Feb. 9, 2023
While fungicides may help reduce the impact of tar spot on yield, the best long-term solution to this devastating corn disease is selecting hybrids with genetic tolerance, experts reported at the recent Tar Spot Summit hosted by AgReliant Genetics.
″Fungicides can delay the onset of tar spot but can’t provide 100% control,″ said Damon Smith, Ph.D., University of Wisconsin professor and Extension plant pathologist. ″Although we can try to manage our way out of it, I think the real solution to tar spot is going to come with hybrids. Finding genetic disease resistance is really the Holy Grail of plant pathology.″
Sneaky spread of tar spot
Tar spot’s growth curve sets it apart from other corn diseases, making it frustrating for farmers to manage, Smith said.

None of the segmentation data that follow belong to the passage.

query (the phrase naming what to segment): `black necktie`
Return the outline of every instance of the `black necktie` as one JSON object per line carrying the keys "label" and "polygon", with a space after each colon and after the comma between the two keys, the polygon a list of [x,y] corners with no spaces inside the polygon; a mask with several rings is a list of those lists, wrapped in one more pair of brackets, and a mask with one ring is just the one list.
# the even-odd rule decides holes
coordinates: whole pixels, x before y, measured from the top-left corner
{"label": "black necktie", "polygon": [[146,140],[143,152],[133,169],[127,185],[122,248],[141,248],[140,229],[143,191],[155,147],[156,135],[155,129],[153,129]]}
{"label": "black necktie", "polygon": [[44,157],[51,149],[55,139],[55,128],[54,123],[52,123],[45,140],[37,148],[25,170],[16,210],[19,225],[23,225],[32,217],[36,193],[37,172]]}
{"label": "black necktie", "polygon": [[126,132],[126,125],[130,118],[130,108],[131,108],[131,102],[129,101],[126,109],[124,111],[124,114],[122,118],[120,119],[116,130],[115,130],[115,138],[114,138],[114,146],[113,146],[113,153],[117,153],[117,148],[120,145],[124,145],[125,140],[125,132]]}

″I call tar spot a sneaky disease. It starts out slowly and then grows really fast and ravages later in the season.″
Smith explained that tar spot has an incubation period 21- to 30-days after planting, followed by a 40- to 50-day latent period. The first tar spot symptoms – small black specks on leaves – typically show up during this latent period, about the VT growth stage. ″Tar spot then spreads exponentially during the reproduction stage that follows,″ Smith said. ″That’s why you can’t control it only by scouting.″
Tolerant hybrid results
Tar spot can reduce yield by hampering kernel development during critical late-season grain fill, said Missy Bauer, agronomist with B&M Crop Consulting in Coldwater, Michigan, who also spoke at the Tar Spot Summit.
Field trials by B&M Crop Consulting in 2021 demonstrated the value of hybrid selection in a tar spot management program. Plots compared performance of AgriGold hybrids that were rated either tolerant or susceptible to tar spot, both with and without fungicide treatment.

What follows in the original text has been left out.